Although it isn't fair to call Anna Desbonnets a gunslinger, she is certainly well armed for creativity. The Waiheke Island interior designer is so fiercely attached to her hot glue gun, it featured prominently in her home renovation plans.
"My one wish was to have the hot glue gun plugged in permanently," she says. "To have a space here for it."
So chez Desbonnets now sports a purpose-built bench and adjacent power outlet for her favoured craft weapon. Not to mention providing a family home for Anna's winemaker husband Luc and the couple's children Olive, 11, Charlie, nine, and Alfie, four, as well as display space for the results of Anna's diverse artistic endeavours.

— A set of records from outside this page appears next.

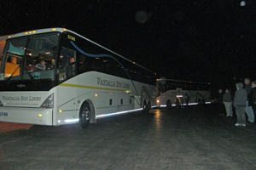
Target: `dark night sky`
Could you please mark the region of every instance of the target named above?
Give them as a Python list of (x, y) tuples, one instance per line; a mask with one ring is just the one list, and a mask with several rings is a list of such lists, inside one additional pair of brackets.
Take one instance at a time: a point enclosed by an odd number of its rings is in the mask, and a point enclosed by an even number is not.
[(210, 82), (256, 79), (256, 3), (247, 0), (241, 6), (241, 2), (1, 0), (0, 35), (65, 27), (160, 77)]

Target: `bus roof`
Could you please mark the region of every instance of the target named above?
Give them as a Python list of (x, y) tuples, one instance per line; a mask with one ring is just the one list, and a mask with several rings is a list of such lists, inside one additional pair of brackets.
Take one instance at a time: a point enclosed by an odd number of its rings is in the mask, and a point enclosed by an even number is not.
[(191, 83), (210, 84), (209, 82), (199, 82), (184, 81), (184, 80), (173, 80), (173, 79), (166, 79), (166, 78), (156, 79), (156, 81), (157, 82), (160, 82), (160, 81), (172, 81), (172, 82), (191, 82)]
[[(124, 57), (124, 56), (122, 56), (122, 55), (120, 55), (120, 54), (117, 54), (117, 53), (115, 53), (115, 52), (113, 52), (113, 51), (107, 48), (105, 48), (104, 46), (102, 46), (102, 45), (101, 45), (99, 43), (96, 43), (96, 42), (91, 41), (90, 39), (88, 39), (87, 37), (84, 37), (81, 36), (80, 34), (78, 34), (78, 33), (76, 33), (76, 32), (74, 32), (74, 31), (73, 31), (71, 30), (66, 29), (66, 28), (59, 28), (59, 27), (57, 27), (57, 28), (45, 28), (45, 29), (39, 29), (39, 30), (32, 30), (32, 31), (24, 31), (24, 32), (20, 32), (20, 33), (16, 33), (16, 34), (3, 36), (3, 37), (7, 37), (7, 39), (8, 39), (8, 38), (20, 37), (23, 37), (23, 36), (27, 36), (27, 35), (30, 35), (30, 34), (40, 34), (40, 33), (44, 33), (44, 32), (54, 32), (54, 31), (59, 31), (59, 32), (69, 31), (69, 32), (71, 32), (73, 34), (75, 34), (75, 35), (77, 35), (77, 36), (79, 36), (79, 37), (82, 37), (82, 38), (84, 38), (84, 39), (85, 39), (85, 40), (87, 40), (87, 41), (89, 41), (89, 42), (92, 42), (92, 43), (94, 43), (94, 44), (96, 44), (96, 45), (97, 45), (97, 46), (99, 46), (99, 47), (106, 49), (106, 50), (108, 50), (108, 52), (110, 52), (110, 53), (112, 53), (112, 54), (113, 54), (115, 55), (118, 55), (119, 57), (120, 57), (120, 58), (122, 58), (122, 59), (124, 59), (125, 60), (128, 60), (128, 61), (133, 63), (134, 65), (138, 65), (138, 66), (140, 66), (140, 67), (147, 70), (148, 71), (149, 71), (149, 72), (151, 72), (153, 74), (155, 74), (152, 71), (150, 71), (150, 70), (148, 70), (148, 69), (147, 69), (147, 68), (145, 68), (145, 67), (143, 67), (143, 66), (137, 64), (136, 62), (131, 61), (129, 59), (126, 59), (125, 57)], [(0, 39), (1, 39), (1, 37), (0, 37)]]

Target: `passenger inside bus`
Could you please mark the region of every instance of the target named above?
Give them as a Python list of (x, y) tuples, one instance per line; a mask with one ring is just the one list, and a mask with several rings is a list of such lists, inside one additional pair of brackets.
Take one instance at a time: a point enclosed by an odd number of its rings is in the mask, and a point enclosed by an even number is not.
[(40, 62), (35, 66), (38, 70), (44, 71), (45, 70), (45, 62), (44, 60), (40, 60)]

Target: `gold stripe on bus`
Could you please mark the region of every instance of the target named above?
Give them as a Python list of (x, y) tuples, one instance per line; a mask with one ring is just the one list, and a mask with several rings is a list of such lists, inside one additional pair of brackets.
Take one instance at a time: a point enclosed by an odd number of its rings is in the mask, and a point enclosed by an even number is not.
[(135, 93), (132, 90), (114, 89), (114, 88), (99, 88), (99, 87), (92, 87), (92, 86), (83, 86), (83, 85), (77, 85), (77, 84), (67, 84), (67, 83), (61, 83), (59, 86), (92, 88), (92, 89), (100, 89), (100, 90), (113, 90), (113, 91), (119, 91), (119, 92), (131, 92), (135, 94)]

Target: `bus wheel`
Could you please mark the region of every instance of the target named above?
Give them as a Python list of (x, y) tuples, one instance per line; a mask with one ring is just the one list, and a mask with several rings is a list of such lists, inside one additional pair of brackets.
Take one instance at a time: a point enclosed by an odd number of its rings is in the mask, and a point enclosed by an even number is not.
[(88, 103), (84, 103), (79, 111), (79, 121), (82, 128), (89, 126), (90, 120), (90, 109)]
[(172, 108), (172, 102), (170, 100), (167, 100), (166, 107), (167, 107), (167, 109), (171, 109)]

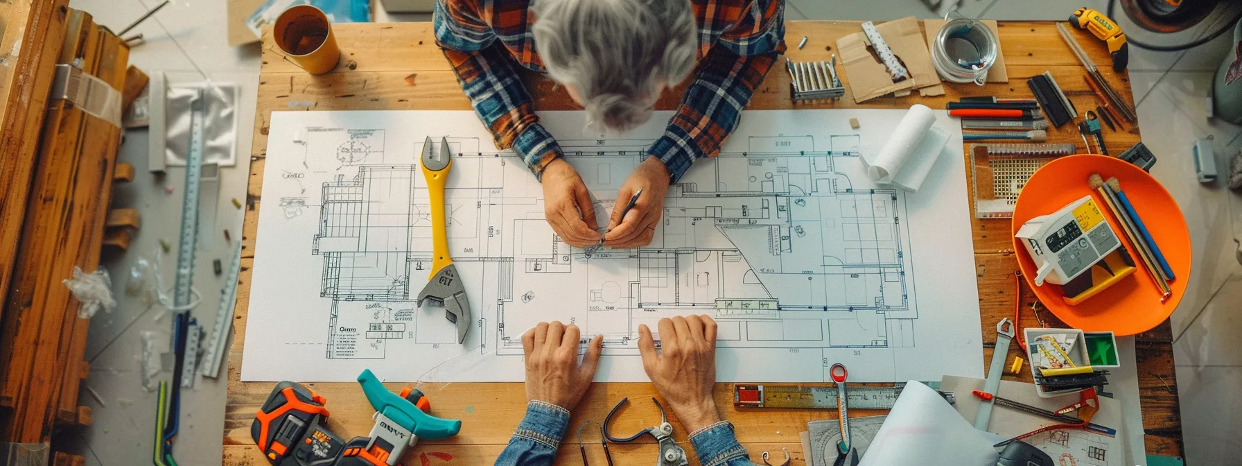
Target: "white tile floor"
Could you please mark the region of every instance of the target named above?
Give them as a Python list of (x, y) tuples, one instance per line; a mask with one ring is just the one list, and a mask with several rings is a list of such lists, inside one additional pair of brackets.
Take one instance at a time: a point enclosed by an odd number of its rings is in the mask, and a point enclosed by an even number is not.
[[(907, 15), (934, 16), (918, 0), (827, 1), (787, 0), (789, 19), (801, 20), (891, 20)], [(990, 12), (995, 19), (1061, 20), (1068, 11), (1082, 6), (1103, 7), (1105, 0), (1047, 0), (1032, 2), (1001, 1)], [(140, 15), (155, 0), (73, 0), (71, 6), (94, 14), (96, 21), (120, 27)], [(963, 0), (963, 11), (974, 15), (987, 0)], [(379, 20), (426, 20), (426, 15), (386, 15)], [(242, 169), (222, 170), (221, 201), (217, 215), (220, 229), (232, 229), (236, 235), (241, 214), (231, 206), (231, 198), (245, 199), (245, 154), (250, 153), (251, 130), (257, 92), (258, 48), (229, 47), (225, 40), (225, 2), (219, 0), (178, 0), (159, 14), (160, 24), (148, 21), (135, 32), (147, 43), (133, 50), (130, 62), (147, 72), (164, 71), (171, 82), (202, 81), (201, 68), (212, 81), (230, 81), (243, 86), (241, 101), (241, 132), (237, 139)], [(1126, 22), (1122, 20), (1123, 27)], [(1131, 29), (1126, 29), (1131, 31)], [(1164, 40), (1176, 43), (1184, 32)], [(1131, 32), (1150, 40), (1141, 31)], [(171, 40), (175, 37), (175, 42)], [(194, 62), (181, 53), (184, 47)], [(1242, 128), (1210, 121), (1205, 117), (1205, 101), (1211, 73), (1223, 55), (1225, 39), (1189, 53), (1133, 52), (1130, 76), (1135, 99), (1140, 101), (1140, 126), (1144, 142), (1159, 157), (1153, 174), (1165, 184), (1181, 205), (1195, 245), (1194, 286), (1172, 316), (1177, 383), (1181, 395), (1186, 457), (1191, 465), (1237, 464), (1236, 451), (1242, 449), (1242, 265), (1235, 258), (1242, 239), (1242, 198), (1217, 185), (1200, 185), (1190, 162), (1190, 147), (1196, 138), (1213, 134), (1218, 165), (1225, 169), (1230, 154), (1242, 147)], [(1174, 70), (1165, 73), (1171, 65)], [(1150, 92), (1149, 92), (1150, 91)], [(83, 390), (82, 404), (94, 410), (94, 424), (70, 434), (72, 451), (86, 456), (88, 465), (145, 464), (152, 451), (150, 431), (154, 419), (154, 394), (138, 381), (139, 332), (153, 331), (168, 338), (168, 318), (155, 321), (156, 308), (149, 308), (122, 293), (129, 266), (139, 256), (150, 258), (160, 237), (171, 239), (180, 195), (165, 195), (161, 186), (171, 184), (180, 193), (181, 173), (170, 170), (166, 179), (145, 173), (145, 134), (130, 132), (122, 158), (134, 163), (139, 178), (118, 188), (117, 206), (137, 206), (147, 222), (125, 255), (106, 257), (114, 277), (114, 292), (120, 307), (112, 314), (96, 317), (91, 327), (87, 359), (92, 363), (86, 385), (101, 395), (103, 404)], [(219, 252), (219, 251), (216, 251)], [(212, 257), (207, 252), (200, 257)], [(222, 254), (222, 252), (220, 252)], [(174, 258), (165, 257), (166, 282)], [(200, 260), (196, 286), (214, 299), (219, 278), (211, 273), (210, 261)], [(214, 309), (214, 301), (205, 303)], [(210, 313), (209, 311), (201, 312)], [(210, 324), (209, 324), (210, 327)], [(209, 328), (210, 331), (210, 328)], [(165, 374), (166, 375), (166, 374)], [(225, 384), (202, 379), (185, 394), (181, 435), (176, 444), (181, 465), (217, 465), (221, 459), (222, 413)]]

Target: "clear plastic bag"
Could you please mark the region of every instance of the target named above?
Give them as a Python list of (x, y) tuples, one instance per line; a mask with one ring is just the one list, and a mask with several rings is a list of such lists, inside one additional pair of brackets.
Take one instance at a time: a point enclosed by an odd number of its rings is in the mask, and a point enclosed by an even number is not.
[(75, 266), (73, 278), (62, 280), (61, 283), (78, 299), (78, 318), (88, 319), (101, 308), (112, 312), (117, 307), (117, 299), (112, 298), (112, 278), (104, 268), (86, 273)]

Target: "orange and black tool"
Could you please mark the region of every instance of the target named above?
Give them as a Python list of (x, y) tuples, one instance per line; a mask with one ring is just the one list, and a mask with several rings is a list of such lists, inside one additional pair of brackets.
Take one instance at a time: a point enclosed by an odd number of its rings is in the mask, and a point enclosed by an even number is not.
[(1122, 26), (1103, 12), (1083, 6), (1069, 16), (1069, 24), (1090, 31), (1095, 39), (1108, 45), (1108, 55), (1113, 57), (1113, 71), (1125, 70), (1130, 63), (1130, 46), (1125, 43), (1125, 32), (1122, 32)]
[(281, 381), (255, 414), (250, 436), (272, 465), (335, 465), (345, 442), (323, 427), (327, 401), (302, 384)]
[[(428, 413), (431, 403), (422, 391), (406, 388), (400, 396)], [(255, 414), (250, 435), (276, 466), (389, 466), (395, 465), (405, 445), (383, 436), (344, 441), (327, 429), (328, 403), (306, 385), (281, 381)]]

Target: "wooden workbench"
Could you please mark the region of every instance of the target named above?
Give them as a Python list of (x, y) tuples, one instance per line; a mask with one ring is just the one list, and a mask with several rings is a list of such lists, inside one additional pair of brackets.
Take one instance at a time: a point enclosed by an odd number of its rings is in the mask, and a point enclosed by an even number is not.
[[(858, 31), (858, 22), (852, 21), (789, 21), (786, 37), (790, 50), (787, 56), (797, 60), (827, 60), (827, 47), (835, 48), (837, 37)], [(343, 24), (334, 26), (337, 41), (342, 48), (342, 58), (337, 70), (310, 76), (288, 61), (272, 43), (271, 34), (263, 36), (263, 66), (260, 73), (258, 112), (256, 112), (255, 144), (251, 157), (250, 189), (246, 203), (246, 222), (242, 230), (242, 272), (237, 290), (237, 314), (233, 321), (236, 340), (229, 354), (229, 398), (225, 405), (224, 464), (250, 465), (266, 464), (258, 449), (250, 437), (250, 425), (255, 411), (271, 391), (271, 383), (242, 383), (241, 357), (246, 329), (246, 311), (250, 298), (250, 267), (253, 263), (255, 234), (258, 227), (258, 209), (262, 200), (263, 159), (267, 148), (268, 121), (272, 111), (307, 109), (471, 109), (469, 101), (462, 93), (448, 62), (435, 45), (431, 24)], [(1076, 34), (1079, 31), (1074, 31)], [(802, 36), (810, 41), (804, 50), (795, 45)], [(1079, 35), (1098, 63), (1110, 63), (1103, 46), (1089, 40), (1087, 34)], [(932, 108), (944, 108), (949, 101), (963, 96), (999, 96), (1030, 98), (1026, 80), (1031, 76), (1051, 71), (1066, 93), (1078, 108), (1094, 108), (1094, 96), (1083, 81), (1084, 70), (1071, 50), (1057, 36), (1052, 22), (1001, 22), (1000, 37), (1002, 52), (1007, 61), (1009, 83), (987, 85), (949, 85), (948, 94), (933, 98), (881, 97), (864, 104), (856, 104), (851, 98), (836, 103), (795, 104), (789, 99), (789, 77), (777, 66), (768, 75), (766, 81), (755, 92), (750, 102), (753, 109), (789, 108), (907, 108), (913, 103), (923, 103)], [(1129, 98), (1130, 88), (1126, 76), (1114, 75), (1102, 67), (1119, 93)], [(848, 77), (842, 72), (842, 80), (850, 86)], [(532, 76), (527, 80), (535, 98), (538, 109), (576, 109), (563, 88), (555, 88), (543, 77)], [(660, 109), (676, 108), (681, 89), (667, 92), (657, 104)], [(1089, 107), (1087, 106), (1089, 103)], [(1105, 129), (1105, 142), (1115, 153), (1139, 142), (1136, 128), (1128, 132), (1109, 132)], [(1049, 132), (1049, 142), (1081, 143), (1073, 126)], [(969, 157), (969, 152), (968, 152)], [(970, 167), (969, 159), (966, 167)], [(963, 185), (960, 189), (968, 190)], [(984, 338), (984, 360), (991, 358), (996, 339), (996, 322), (1002, 317), (1013, 316), (1015, 280), (1017, 267), (1007, 220), (971, 220), (974, 224), (975, 265), (979, 277), (979, 301), (981, 332)], [(1037, 326), (1028, 312), (1035, 301), (1033, 293), (1025, 290), (1020, 297), (1025, 308), (1023, 327)], [(1049, 313), (1043, 313), (1059, 324)], [(1063, 324), (1059, 324), (1063, 327)], [(1177, 409), (1177, 389), (1174, 378), (1172, 344), (1169, 323), (1138, 337), (1139, 390), (1143, 403), (1143, 424), (1148, 430), (1146, 451), (1156, 455), (1181, 456), (1181, 420)], [(1011, 357), (1017, 348), (1011, 348)], [(417, 354), (411, 354), (417, 358)], [(1030, 381), (1030, 375), (1023, 375)], [(327, 396), (333, 416), (330, 427), (349, 437), (365, 435), (371, 427), (374, 411), (363, 396), (356, 383), (308, 384), (319, 394)], [(399, 390), (402, 384), (389, 388)], [(509, 441), (509, 435), (525, 411), (525, 393), (520, 383), (455, 383), (443, 386), (419, 386), (432, 400), (433, 413), (445, 418), (461, 419), (462, 432), (448, 440), (422, 441), (414, 454), (407, 454), (405, 462), (416, 465), (443, 464), (443, 455), (424, 456), (432, 452), (452, 456), (452, 464), (488, 465)], [(573, 445), (574, 429), (585, 420), (602, 420), (607, 410), (622, 396), (632, 400), (645, 400), (655, 396), (651, 384), (641, 383), (597, 383), (574, 410), (570, 420), (570, 432), (566, 444), (559, 451), (564, 464), (578, 464), (578, 449)], [(750, 451), (755, 462), (764, 450), (780, 451), (781, 447), (794, 452), (795, 465), (801, 464), (802, 447), (799, 432), (806, 430), (810, 420), (826, 419), (830, 414), (811, 410), (759, 410), (737, 411), (732, 405), (732, 385), (717, 384), (717, 405), (720, 413), (737, 425), (738, 439)], [(637, 431), (650, 426), (658, 413), (651, 403), (632, 403), (628, 413), (622, 416), (616, 431)], [(873, 415), (877, 413), (856, 411), (854, 415)], [(686, 444), (687, 431), (676, 426), (676, 437)], [(591, 434), (587, 441), (597, 437)], [(591, 461), (604, 464), (601, 449), (587, 446)], [(611, 447), (619, 464), (647, 464), (655, 460), (656, 447), (650, 437), (642, 444), (623, 444)], [(693, 455), (692, 455), (693, 456)], [(428, 462), (430, 461), (430, 462)], [(697, 462), (697, 461), (696, 461)]]

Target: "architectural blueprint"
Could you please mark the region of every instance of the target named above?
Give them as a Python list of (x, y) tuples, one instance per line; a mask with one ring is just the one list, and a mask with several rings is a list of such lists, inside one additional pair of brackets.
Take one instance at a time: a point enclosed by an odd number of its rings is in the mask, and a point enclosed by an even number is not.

Aside from her framed paintings, decorative mosaic balls and hand-painted shoe lasts, that's her tapestry atop the ottoman. The button-strung lampshade in Olive's room is Anna's work too. She designed and made most of the cushions in the house and found scarves to frame and hang at the end of the hallway. In Anna's hands, an old handkerchief from the Good Hope charity store will become a miniature dress for one of the exquisitely detailed, leggy dolls she sells or gives away. Each tiny woman is decked in snippets of vintage fabric and flowers, then named, photographed and assigned a biography.
"I can stay up till midnight doing them," the Whitecliffe art school graduate says of her dolls. "I'm a craft-aholic. In our last house, I used to have the dining table covered with lace and paint and broken bits of china."
Her current dwelling now has dedicated storage and workspace for baskets and boxes of ribbons and buttons, fabrics, paints, thread and feathers.

Despite its "charmless, basic layout - a three-bedroom rectangle" when Anna and Luc bought it seven years ago, Luc could see potential in the north-facing slopes that spread out below the house and Anna knew she could turn the house into something lovely. The horse paddocks and bare land have given way to neat rows of grapes and a grove of 300 olive trees. A wetland area at the foot of their 5ha Frenchman's Hill Estate property has been cleared and laced with walkways.
These days, the Desbonnets' kitchen is stocked with home-produced honey and olive oil and this autumn there were figs and apples from their orchard.